Su cometido en Arte y Revolución la extendió hasta la segunda década del siglo pasado, después centró su desempeño en la acción política. Bravo-Elizondo, “El Iquique salitrero” (2005), sostiene que esta agrupación comenzó a decaer en su actividad entre 1923 y 1933, como resultado de los gobiernos dictatoriales, las persecuciones políticas, y, de forma coincidente, con la crisis salitrera que como sabemos provocó consecuencias nefastas entre los asalariados.

No podemos soslayar que Lafertte también fue víctima del acecho político que en ese período afectaba a todos los dirigentes obreros. Fue así que durante el primer gobierno de Carlos Ibáñez del Campo, en 1927, lo relegaron a la Isla Más Afuera en el Archipiélago Juan Fernández. A su regreso en 1928 y ante el descontento popular continuó participando en las movilizaciones sociales. Una vez más fue desterrado a la Isla de Pascua, desde mayo de 1929 hasta inicios de 1930. Luego de lo cual, fue enviado a Calbuco permaneciendo allí hasta junio de 1931, fecha en que terminó el gobierno de Ibáñez. A esa altura, retomó su cargo de secretario general de la Federación Obrera de Chile (FOCH).

Por otra parte, una anécdota que refleja su vínculo estrecho que tenía el teatro con su vida privada fue la que ocurrió con su novia y actriz Ilya Gaete. “Estábamos poniendo en escena una obra de Recabarren llamada «Redimida» que contaba la historia de una pobre mujer sola y abandonada, a la cual la revolución ganaba para una vida digna y de lucha. Ilya representaba el papel de Libertad, que en la última escena termina uniéndose al protagonista masculino que estaba a mi cargo. Esa noche, un sábado, yo le había dicho a Recabarren que la escena final de su obra no iba a ser sólo teatral, sino real, pues esa era la forma que Ilya y yo habíamos elegido para unirnos” (Ibíd., pp.109-110).

Hay que destacar que, pese a todos los escollos políticos y sociales que tuvo que bregar el teatro proletario, con Recabarren y Lafertte a la cabeza, mantuvo temporadas regulares que contaron con un permanente apoyo del público, el cual se sentía simbolizado en ese tinglado popular. De la misma manera, se organizaron los “Sábados Rojos” en la Plaza Condell. Hay más todavía. Para cada 21 de diciembre fue toda una tradición que Arte y Revolución y otros conjuntos teatrales, después de la concentración que se hacía a las once de la mañana en el frontis de la Escuela Santa María, hicieran representaciones breves en tributo a los obreros inmolados en 1907.

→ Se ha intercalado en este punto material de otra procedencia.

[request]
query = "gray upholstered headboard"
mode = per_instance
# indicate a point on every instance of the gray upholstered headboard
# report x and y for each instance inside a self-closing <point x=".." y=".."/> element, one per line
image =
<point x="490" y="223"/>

Desde la experiencia de Recabarren y Lafertte, émbolos de las génesis e historia del Teatro Social obrero, podemos colegir – a modo de enseñanza –  que por sobre las dificultades, vanidades, frustraciones, subjetividades, censuras, desdichas y arrogancias que a veces el panorama social nos precipita, debemos ser capaces de asumir en consciencia una utopía, un sueño, hasta el final de nuestros días; pues, hoy más que nunca, necesitamos de sujetos que asuman un compromiso con su colectividad, y, además, tengan la convicción que su trabajo podría contribuir a los cambios que las mayorías demandan de este aciago sistema imperante.